Set the certificate file to the system default. This will be replaced with the TV Labs certificate in the next section:

req = CreateObject("roUrlTransfer")
req.SetCertificatesFile("common:/certs/ca-bundle.crt")
req.InitClientCertificates()
' ... make the request w/ certificate ...
important

If the server in your request does not use mTLS, the InitClientCertificates() function call will cause the request to timeout because the server will never request the client certificate. In this case, skip the InitClientCertificates() function call to avoid the timeout.

Swapping the Certificate

The Perl script below can be used to replace all instances of the certificate path values in the application code.

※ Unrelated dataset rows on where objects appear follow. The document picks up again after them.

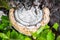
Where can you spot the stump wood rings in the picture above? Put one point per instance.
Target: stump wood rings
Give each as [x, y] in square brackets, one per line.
[28, 21]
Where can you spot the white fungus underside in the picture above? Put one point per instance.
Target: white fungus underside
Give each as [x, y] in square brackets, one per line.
[29, 17]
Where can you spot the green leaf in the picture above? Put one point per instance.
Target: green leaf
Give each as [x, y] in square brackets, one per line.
[2, 35]
[14, 34]
[55, 26]
[50, 35]
[27, 38]
[41, 38]
[43, 35]
[4, 3]
[8, 34]
[58, 38]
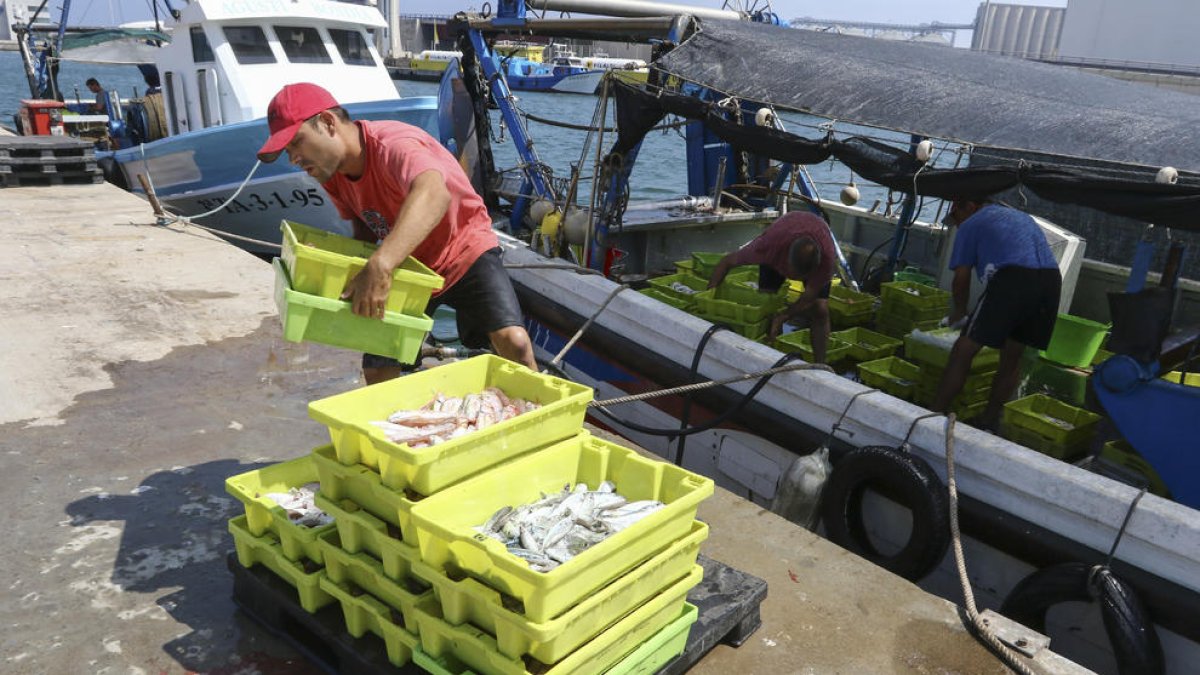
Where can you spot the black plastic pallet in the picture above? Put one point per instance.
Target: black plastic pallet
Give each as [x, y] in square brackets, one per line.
[727, 599]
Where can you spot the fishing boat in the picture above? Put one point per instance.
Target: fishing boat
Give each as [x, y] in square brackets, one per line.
[1024, 514]
[217, 77]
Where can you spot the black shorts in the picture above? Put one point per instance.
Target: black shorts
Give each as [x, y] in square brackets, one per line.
[484, 300]
[771, 281]
[1019, 303]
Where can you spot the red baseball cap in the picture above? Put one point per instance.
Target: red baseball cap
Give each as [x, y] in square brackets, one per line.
[289, 108]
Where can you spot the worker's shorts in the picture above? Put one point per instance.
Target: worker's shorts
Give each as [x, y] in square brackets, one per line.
[484, 300]
[1019, 303]
[771, 281]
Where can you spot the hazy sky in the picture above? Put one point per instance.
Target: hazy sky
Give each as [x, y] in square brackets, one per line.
[885, 11]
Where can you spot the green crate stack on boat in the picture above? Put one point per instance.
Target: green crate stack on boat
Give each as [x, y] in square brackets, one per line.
[907, 305]
[619, 607]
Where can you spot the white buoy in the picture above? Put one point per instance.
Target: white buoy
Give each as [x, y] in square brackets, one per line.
[850, 195]
[924, 150]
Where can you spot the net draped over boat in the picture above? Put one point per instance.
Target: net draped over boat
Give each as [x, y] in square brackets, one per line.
[1069, 137]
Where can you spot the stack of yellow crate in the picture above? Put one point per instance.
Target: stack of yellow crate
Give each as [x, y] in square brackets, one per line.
[407, 566]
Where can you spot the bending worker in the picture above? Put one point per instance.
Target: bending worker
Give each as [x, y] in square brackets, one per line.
[401, 187]
[1019, 304]
[799, 246]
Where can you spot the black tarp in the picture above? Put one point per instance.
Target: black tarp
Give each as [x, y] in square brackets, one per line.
[1127, 189]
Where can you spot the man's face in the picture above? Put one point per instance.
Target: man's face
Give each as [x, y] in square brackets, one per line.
[316, 149]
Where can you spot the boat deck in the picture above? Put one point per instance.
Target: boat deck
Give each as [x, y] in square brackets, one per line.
[144, 364]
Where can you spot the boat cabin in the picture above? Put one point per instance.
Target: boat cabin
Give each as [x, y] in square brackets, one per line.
[228, 59]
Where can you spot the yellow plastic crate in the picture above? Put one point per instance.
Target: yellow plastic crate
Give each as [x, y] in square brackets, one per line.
[322, 263]
[364, 487]
[361, 532]
[429, 470]
[649, 657]
[802, 341]
[468, 601]
[264, 515]
[448, 541]
[366, 614]
[364, 572]
[471, 647]
[312, 318]
[265, 550]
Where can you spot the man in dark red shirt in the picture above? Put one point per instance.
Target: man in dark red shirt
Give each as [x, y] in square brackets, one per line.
[401, 187]
[799, 246]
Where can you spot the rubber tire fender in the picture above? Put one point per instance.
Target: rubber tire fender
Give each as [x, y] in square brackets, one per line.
[904, 478]
[1128, 625]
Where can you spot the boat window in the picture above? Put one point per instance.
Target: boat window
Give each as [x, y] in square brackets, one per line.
[352, 47]
[249, 45]
[202, 52]
[303, 45]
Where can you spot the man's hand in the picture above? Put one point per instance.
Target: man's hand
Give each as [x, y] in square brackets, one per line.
[367, 292]
[777, 326]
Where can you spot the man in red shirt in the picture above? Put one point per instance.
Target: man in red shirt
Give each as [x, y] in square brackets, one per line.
[799, 246]
[401, 187]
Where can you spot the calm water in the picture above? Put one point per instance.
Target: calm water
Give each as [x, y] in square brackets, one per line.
[660, 171]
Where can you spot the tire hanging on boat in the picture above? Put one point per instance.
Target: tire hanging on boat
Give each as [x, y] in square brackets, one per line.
[903, 478]
[1126, 621]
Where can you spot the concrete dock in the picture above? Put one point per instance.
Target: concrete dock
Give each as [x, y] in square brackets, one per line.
[143, 365]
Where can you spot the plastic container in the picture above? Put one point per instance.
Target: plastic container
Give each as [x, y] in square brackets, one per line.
[663, 284]
[933, 348]
[364, 487]
[265, 550]
[468, 601]
[892, 375]
[915, 298]
[360, 571]
[312, 318]
[462, 647]
[429, 470]
[868, 345]
[802, 341]
[1075, 341]
[737, 303]
[322, 263]
[1062, 424]
[366, 614]
[445, 521]
[666, 299]
[264, 515]
[361, 532]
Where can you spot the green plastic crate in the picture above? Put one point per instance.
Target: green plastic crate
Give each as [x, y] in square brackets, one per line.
[361, 532]
[456, 649]
[663, 284]
[360, 571]
[737, 303]
[264, 515]
[445, 523]
[366, 614]
[868, 345]
[427, 470]
[312, 318]
[801, 341]
[675, 302]
[265, 550]
[1063, 424]
[1075, 341]
[892, 375]
[365, 488]
[322, 263]
[467, 601]
[933, 348]
[915, 298]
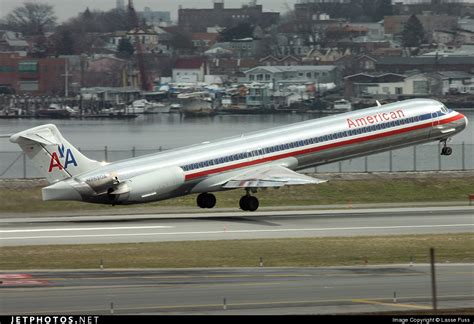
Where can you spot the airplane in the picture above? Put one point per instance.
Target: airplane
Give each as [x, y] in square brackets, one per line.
[263, 159]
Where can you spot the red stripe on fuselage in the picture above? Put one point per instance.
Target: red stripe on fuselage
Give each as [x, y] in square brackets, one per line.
[320, 148]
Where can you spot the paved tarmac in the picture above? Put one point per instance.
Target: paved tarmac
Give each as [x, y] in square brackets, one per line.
[16, 231]
[328, 290]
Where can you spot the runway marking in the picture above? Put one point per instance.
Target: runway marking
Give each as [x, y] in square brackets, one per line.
[82, 229]
[234, 231]
[219, 306]
[373, 302]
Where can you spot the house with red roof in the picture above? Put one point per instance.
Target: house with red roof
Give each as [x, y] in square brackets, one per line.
[189, 70]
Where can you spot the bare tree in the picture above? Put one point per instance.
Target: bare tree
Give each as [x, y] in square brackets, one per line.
[32, 18]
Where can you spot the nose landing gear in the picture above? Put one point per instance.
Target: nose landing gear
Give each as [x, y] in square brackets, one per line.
[248, 202]
[446, 150]
[206, 200]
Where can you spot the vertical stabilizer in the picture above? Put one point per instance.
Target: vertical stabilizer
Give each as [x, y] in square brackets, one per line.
[52, 154]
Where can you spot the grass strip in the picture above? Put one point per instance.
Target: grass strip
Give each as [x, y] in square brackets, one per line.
[333, 192]
[291, 252]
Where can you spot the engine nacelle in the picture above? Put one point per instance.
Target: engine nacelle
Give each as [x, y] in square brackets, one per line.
[153, 185]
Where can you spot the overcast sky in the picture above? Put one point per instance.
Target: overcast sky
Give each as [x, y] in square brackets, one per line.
[69, 8]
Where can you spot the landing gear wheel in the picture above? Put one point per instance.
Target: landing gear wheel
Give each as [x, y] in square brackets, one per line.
[446, 150]
[249, 203]
[206, 200]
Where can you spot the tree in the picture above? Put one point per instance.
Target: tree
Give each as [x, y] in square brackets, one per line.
[125, 48]
[32, 18]
[413, 33]
[383, 8]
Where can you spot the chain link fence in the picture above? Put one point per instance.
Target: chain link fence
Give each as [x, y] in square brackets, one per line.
[15, 165]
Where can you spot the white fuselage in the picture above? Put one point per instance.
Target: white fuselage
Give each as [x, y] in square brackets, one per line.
[204, 167]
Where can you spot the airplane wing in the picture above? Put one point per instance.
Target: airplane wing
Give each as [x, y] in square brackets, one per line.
[268, 177]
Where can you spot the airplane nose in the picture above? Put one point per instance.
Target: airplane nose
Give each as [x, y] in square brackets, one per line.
[464, 121]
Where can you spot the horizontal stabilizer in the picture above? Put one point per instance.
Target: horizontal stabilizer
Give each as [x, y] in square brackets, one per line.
[44, 136]
[270, 177]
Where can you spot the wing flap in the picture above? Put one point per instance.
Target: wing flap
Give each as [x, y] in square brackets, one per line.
[270, 177]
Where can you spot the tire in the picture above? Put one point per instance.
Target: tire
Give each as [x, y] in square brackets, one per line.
[252, 203]
[243, 203]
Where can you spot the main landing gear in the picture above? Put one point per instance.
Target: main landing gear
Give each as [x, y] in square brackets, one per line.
[446, 150]
[206, 200]
[247, 202]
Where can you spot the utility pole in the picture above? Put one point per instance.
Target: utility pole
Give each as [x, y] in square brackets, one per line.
[66, 78]
[433, 279]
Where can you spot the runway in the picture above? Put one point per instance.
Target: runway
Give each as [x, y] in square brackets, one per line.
[234, 225]
[329, 290]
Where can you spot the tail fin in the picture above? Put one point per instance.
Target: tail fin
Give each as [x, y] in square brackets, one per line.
[53, 155]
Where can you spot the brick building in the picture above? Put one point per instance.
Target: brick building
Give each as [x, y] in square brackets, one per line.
[24, 75]
[198, 20]
[394, 25]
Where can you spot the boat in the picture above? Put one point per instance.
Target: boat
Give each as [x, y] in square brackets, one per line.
[56, 111]
[143, 106]
[342, 105]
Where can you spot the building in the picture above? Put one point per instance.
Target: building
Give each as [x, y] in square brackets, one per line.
[300, 74]
[106, 72]
[286, 60]
[203, 41]
[232, 69]
[198, 20]
[155, 18]
[29, 76]
[11, 41]
[394, 25]
[189, 70]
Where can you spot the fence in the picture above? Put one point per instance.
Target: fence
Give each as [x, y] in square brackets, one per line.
[417, 158]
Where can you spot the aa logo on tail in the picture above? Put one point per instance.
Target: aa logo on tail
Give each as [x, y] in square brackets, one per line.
[55, 161]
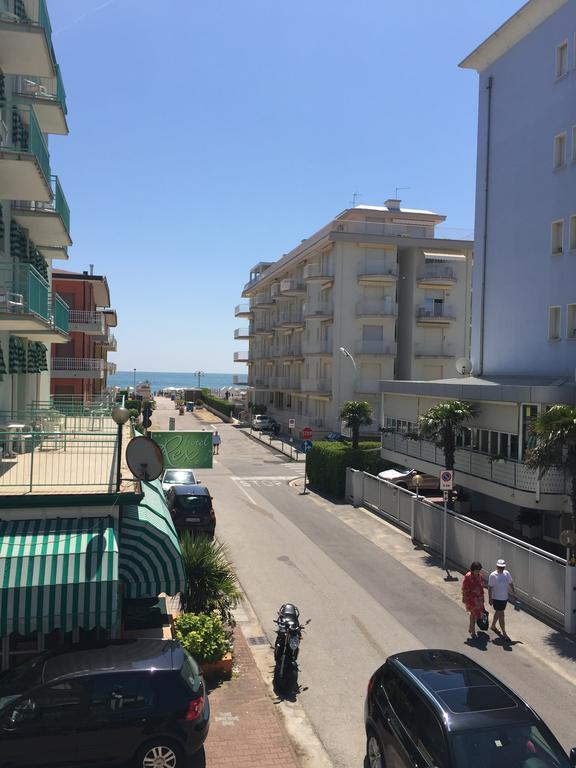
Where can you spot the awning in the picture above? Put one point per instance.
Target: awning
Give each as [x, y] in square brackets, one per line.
[150, 555]
[58, 574]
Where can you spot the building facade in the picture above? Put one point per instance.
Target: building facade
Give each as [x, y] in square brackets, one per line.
[379, 282]
[523, 351]
[34, 214]
[80, 367]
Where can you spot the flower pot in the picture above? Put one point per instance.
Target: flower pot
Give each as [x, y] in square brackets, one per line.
[220, 668]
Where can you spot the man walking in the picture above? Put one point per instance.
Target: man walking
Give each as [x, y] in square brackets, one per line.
[500, 585]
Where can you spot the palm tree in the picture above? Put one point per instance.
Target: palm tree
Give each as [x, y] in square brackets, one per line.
[443, 423]
[211, 582]
[356, 413]
[555, 432]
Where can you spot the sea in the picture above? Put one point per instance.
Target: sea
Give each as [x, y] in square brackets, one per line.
[163, 379]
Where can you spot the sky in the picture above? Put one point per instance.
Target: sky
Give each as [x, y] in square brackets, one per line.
[206, 137]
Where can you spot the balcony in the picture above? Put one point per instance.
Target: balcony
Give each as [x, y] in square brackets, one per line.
[26, 39]
[27, 307]
[243, 310]
[318, 309]
[24, 157]
[318, 273]
[48, 224]
[292, 288]
[377, 274]
[374, 308]
[435, 315]
[436, 276]
[84, 321]
[48, 97]
[434, 350]
[77, 368]
[380, 348]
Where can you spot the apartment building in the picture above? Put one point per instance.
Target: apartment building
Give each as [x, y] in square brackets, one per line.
[381, 283]
[34, 214]
[80, 368]
[523, 350]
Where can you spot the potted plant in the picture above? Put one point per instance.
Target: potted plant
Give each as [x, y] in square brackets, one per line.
[530, 521]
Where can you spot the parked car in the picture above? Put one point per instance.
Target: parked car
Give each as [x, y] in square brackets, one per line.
[440, 708]
[263, 422]
[172, 477]
[191, 508]
[137, 702]
[404, 478]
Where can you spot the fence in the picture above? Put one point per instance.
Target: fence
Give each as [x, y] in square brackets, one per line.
[539, 576]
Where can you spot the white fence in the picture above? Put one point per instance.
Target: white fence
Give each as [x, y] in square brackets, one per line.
[539, 576]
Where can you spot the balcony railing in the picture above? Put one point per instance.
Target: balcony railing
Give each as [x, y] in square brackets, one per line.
[508, 473]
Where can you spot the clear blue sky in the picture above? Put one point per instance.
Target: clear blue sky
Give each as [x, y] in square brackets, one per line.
[208, 136]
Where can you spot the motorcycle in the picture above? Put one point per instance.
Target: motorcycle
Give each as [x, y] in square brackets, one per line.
[287, 646]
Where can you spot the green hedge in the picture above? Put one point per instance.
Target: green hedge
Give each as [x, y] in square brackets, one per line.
[327, 464]
[222, 406]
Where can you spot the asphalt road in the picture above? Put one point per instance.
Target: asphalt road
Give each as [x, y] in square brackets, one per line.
[364, 602]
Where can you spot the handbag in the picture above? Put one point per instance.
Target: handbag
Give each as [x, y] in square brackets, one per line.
[482, 621]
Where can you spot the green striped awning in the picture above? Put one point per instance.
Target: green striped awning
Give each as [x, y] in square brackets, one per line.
[58, 574]
[150, 554]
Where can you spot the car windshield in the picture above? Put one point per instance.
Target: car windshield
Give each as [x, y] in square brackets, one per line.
[508, 746]
[179, 477]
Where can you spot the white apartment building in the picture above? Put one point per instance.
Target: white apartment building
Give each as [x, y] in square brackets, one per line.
[523, 350]
[380, 282]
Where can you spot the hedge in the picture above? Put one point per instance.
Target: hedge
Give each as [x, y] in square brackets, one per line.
[327, 464]
[223, 406]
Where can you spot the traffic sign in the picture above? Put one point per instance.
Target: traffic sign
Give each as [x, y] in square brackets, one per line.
[446, 480]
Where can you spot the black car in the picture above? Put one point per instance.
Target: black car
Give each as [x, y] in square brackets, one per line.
[439, 708]
[191, 508]
[137, 702]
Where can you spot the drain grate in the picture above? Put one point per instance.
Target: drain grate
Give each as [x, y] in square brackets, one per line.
[258, 640]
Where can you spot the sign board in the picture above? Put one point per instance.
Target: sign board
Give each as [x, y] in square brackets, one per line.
[185, 449]
[446, 480]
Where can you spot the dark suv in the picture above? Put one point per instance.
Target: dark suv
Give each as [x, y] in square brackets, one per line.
[191, 508]
[440, 708]
[135, 701]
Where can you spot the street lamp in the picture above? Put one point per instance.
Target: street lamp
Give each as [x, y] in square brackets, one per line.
[120, 416]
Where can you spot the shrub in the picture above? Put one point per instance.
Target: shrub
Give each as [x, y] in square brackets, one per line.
[203, 635]
[327, 464]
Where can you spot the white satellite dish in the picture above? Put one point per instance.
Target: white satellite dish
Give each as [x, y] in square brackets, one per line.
[145, 459]
[464, 366]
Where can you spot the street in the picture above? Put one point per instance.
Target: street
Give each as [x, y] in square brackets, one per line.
[368, 594]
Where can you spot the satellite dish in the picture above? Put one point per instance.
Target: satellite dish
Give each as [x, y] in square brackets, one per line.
[464, 366]
[145, 459]
[567, 538]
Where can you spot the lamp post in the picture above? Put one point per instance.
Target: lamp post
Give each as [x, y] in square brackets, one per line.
[120, 416]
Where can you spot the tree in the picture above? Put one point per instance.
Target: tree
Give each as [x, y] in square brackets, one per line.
[210, 578]
[443, 423]
[555, 432]
[356, 413]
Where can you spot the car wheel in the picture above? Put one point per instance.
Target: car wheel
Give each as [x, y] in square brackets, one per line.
[374, 751]
[159, 754]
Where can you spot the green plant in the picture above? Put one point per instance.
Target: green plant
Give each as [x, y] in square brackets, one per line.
[203, 635]
[211, 582]
[356, 413]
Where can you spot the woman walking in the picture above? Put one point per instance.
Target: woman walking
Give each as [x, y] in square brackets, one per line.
[473, 595]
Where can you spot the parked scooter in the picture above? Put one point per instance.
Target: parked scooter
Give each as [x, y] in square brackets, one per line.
[287, 646]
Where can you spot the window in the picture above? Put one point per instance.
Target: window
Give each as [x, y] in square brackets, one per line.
[553, 323]
[571, 321]
[561, 59]
[557, 237]
[559, 151]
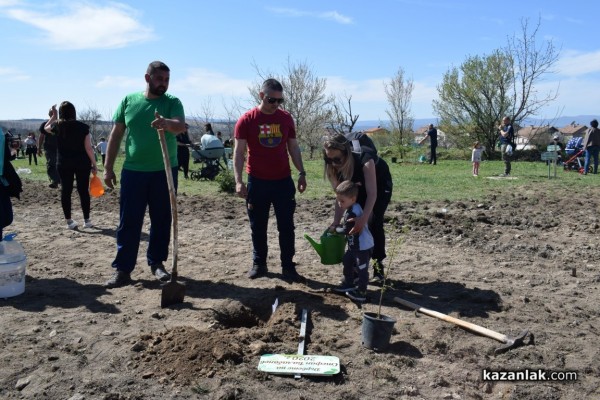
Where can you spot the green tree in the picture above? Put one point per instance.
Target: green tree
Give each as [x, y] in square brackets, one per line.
[305, 100]
[474, 97]
[399, 95]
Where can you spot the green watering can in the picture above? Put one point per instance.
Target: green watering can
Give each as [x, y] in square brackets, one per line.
[331, 249]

# Find and replace all instances of the certificate path in `.brs` files in the current directory tree
find . -name "*.brs" -type f -exec perl -pi -e 's|common:/certs/ca-bundle.crt|pkg:/certs/tvlabs-ca-bundle.pem|g' {} +

After running the replacement script, the application code will look like this:

req.SetCertificatesFile("pkg:/certs/tvlabs-ca-bundle.pem")

Package the application using your normal process, ensuring the TV Labs certificate is included in the certs directory. Your application package is now ready to be used with network interception!